PhD ceremony Ms. M.J.M. Gooden: Immunologic aspects of ovarian cancer
|When:||Mo 10-06-2013 at 16:15|
PhD ceremony: Ms. M.J.M. Gooden, 16.15 uur, Academiegebouw, Broerstraat 5, Groningen
Dissertation: Immunologic aspects of ovarian cancer
Promotor(s): prof. H.W. Nijman, prof. C.A.H.H. Daemen
Faculty: Medical Sciences
Ovarian cancer is the most lethal gynecologic malignancy, because it is usually diagnosed at a late stage and current treatment (surgery and chemotherapy) is often not successful in eradicating the disease altogether. Thus, it is important to find new treatment options. In this context, attacking the tumor via the patient’s own immune system is a promising strategy.
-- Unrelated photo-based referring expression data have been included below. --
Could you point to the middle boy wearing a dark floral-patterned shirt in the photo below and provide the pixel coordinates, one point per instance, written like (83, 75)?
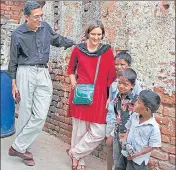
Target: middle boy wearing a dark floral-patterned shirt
(122, 105)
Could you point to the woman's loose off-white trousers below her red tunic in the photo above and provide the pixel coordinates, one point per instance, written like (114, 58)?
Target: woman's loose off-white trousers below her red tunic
(86, 136)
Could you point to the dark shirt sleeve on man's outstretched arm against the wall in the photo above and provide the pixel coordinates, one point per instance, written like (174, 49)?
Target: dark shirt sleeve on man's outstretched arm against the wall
(59, 41)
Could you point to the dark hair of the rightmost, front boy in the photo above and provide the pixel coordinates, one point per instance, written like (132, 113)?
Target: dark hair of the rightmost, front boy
(150, 99)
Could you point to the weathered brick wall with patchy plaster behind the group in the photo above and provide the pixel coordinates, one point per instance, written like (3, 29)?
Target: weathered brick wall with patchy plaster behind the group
(147, 30)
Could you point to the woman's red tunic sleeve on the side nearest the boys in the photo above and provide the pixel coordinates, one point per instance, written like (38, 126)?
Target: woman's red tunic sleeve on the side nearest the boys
(112, 71)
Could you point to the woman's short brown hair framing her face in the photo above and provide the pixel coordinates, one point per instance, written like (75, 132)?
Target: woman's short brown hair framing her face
(93, 25)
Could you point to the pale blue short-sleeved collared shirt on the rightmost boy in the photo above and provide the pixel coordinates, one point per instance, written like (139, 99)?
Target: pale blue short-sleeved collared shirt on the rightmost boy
(146, 134)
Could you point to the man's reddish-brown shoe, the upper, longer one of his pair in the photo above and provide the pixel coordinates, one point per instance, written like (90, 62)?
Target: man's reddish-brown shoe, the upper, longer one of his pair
(25, 156)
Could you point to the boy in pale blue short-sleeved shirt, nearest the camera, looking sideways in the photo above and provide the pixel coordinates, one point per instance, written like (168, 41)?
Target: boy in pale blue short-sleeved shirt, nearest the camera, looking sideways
(143, 133)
Immune cells are capable of recognizing cancer cells, because cancer cells differ from healthy cells. In this process of recognition and destruction of cancer cells, T-lymphocytes play a key role.
The objective of this thesis is to characterize the immune response against ovarian cancer cells. First, we determined which T-lymphocyte subsets are present in ovarian cancer. We found that the presence of cytotoxic T-lymphocytes, which are capable of destroying cancer cells directly, is predictive of a better prognosis. Moreover, a high ratio between these cytotoxic T-lymphocytes and immunosuppressive regulatory T lymphocytes is an even stronger predictor. However, the tumor has several mechanisms to counteract the immune response. We investigated components of the antigen processing and presentation pathway, which is key in recognition of tumor cells by immune cells. Also, we determined HLA-E expression, which can inhibit cytotoxic T-lymphocytes via a specific receptor which is not normally present on these T-lymphocytes. We indeed found that an intact antigen processing and presentation apparatus and a lack of HLA-E expression predicted the success of the anti-tumor immune response. Next, we investigated the role of chemokine CXCL16. The soluble form, sCXCL16, can be measured in blood. Surprisingly, it was not predictive of lymphocyte invasion in the tumor, but instead strongly predicted shorter survival. Further in vitro studies revealed that the presence of sCXCL16 was a reflection of the activity of certain protein cleaving enzymes, i.e. ADAMs. These enzymes are necessary for release of sCXCL16 in the blood stream, but also play a key role in tumor metastasis. Since ADAM activity is difficult to quantify in patients, sCXCL16 is a suitable pseudo-marker. Finally, we investigated a potentially T-lymphocyte activating glycoprotein, Galectin-9, which can be found in ascites (abdominal fluid) of ovarian cancer patients. It is thought to destroy T-lymphocytes, but we showed that in low doses, it is actually a potent activator of T-lymphocytes. Further studies are performed to determine whether Galectin-9 is indeed of potential use in (ovarian) cancer treatment.